Stiff-person syndrome (SPS) is a rare autoimmune neurological disorder characterized by high titers of antibodies against glutamic acid decarboxylase (GAD) causing impaired GABAergic inhibitory neurotransmission. To date, there is not a defined therapy for such condition, but immunomodulating therapies, such as plasma exchange, intravenous immunoglobulins, and rituximab, have been widely used in clinical practice. However, the efficacy and tolerability of these treatments is not well established. Efgartigimod, a new neonatal Fc receptor (FcRn) blocker, is a human IgG1 antibody Fc fragment engineered with increased affinity for FcRn binding, leading to a reduction in IgGs levels, including pathogenic IgG autoantibody showing promising results in neurological autoimmune disorders and has been approved for the treatment of AChR-seropositive generalized myasthenia gravis (MG). In this study, we report and describe the first data on treatment with efgartigimod in three patients affected by both AChR-seropositive generalized MG and anti-GAD-seropositive SPS. Patients were followed since the start of efgartigimod and for the whole treatment period (12 weeks). MG symptoms were assessed with the "MG activity of daily living score" and the Quantitative Myasthenia Gravis score, while SPS ones were assessed with the "SPS activity of daily living score"; muscle strength was assessed with the Medical Research Council Sum score; the overall disability from MG and SPS was assessed by the modified Rankin Scale.

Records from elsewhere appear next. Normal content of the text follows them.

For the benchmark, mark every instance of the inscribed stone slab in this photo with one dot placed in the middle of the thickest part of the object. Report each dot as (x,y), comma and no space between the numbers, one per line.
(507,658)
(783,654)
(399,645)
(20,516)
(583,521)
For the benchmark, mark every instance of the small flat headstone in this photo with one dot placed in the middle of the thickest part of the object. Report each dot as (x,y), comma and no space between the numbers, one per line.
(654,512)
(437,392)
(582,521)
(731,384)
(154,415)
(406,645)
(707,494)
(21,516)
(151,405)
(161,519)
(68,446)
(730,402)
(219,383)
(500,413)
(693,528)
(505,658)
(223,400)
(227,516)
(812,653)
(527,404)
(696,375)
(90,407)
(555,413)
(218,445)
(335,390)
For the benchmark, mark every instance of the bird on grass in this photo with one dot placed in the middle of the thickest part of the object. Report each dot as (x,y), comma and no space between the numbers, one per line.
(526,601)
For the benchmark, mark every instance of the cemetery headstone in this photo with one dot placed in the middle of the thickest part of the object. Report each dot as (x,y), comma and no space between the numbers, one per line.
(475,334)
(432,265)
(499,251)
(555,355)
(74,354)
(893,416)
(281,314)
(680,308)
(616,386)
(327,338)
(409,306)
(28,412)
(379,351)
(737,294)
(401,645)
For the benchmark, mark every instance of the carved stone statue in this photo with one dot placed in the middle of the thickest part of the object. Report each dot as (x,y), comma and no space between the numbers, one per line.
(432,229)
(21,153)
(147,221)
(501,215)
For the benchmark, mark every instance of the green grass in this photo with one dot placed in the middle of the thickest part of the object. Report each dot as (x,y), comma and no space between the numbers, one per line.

All patients showed an improvement in symptoms of both SPS and MG after 2 cycles of treatment. Our data suggest that efgartigimod may be considered as a candidate drug for SPS and other autoantibody-mediated neurological disorders.

摘要

僵人综合征(SPS)是一种罕见的自身免疫性神经系统疾病,其特征是谷氨酸脱羧酶(GAD)抗体滴度高,导致 GABA 能抑制性神经传递受损。迄今为止,针对这种疾病还没有明确的治疗方法,但免疫调节疗法,如血浆置换、静脉注射免疫球蛋白和利妥昔单抗,已在临床实践中广泛应用。然而,这些治疗方法的疗效和耐受性尚未得到充分证实。Efgartigimod 是一种新型的新生儿 Fc 受体(FcRn)阻断剂,是一种经过工程改造的人 IgG1 抗体 Fc 片段,与 FcRn 的结合亲和力增加,导致 IgG 水平降低,包括致病性 IgG 自身抗体。在神经自身免疫性疾病中显示出良好的效果,并已获准用于治疗乙酰胆碱受体阳性全身型重症肌无力(MG)。在这项研究中,我们报告并描述了 3 例同时患有乙酰胆碱受体阳性全身型 MG 和抗 GAD 阳性 SPS 的患者接受 efgartigimod 治疗的首批数据。患者从开始接受 efgartigimod 治疗到整个治疗期间(12 周)都接受了随访。MG 症状采用“MG 日常生活活动评分”和“定量重症肌无力评分”进行评估,而 SPS 症状则采用“SPS 日常生活活动评分”进行评估;肌肉力量采用 Medical Research Council Sum 评分进行评估;MG 和 SPS 的整体残疾程度采用改良 Rankin 量表进行评估。所有患者在接受 2 个疗程治疗后,SPS 和 MG 的症状均有改善。我们的数据表明,efgartigimod 可能被视为 SPS 和其他自身抗体介导的神经疾病的候选药物。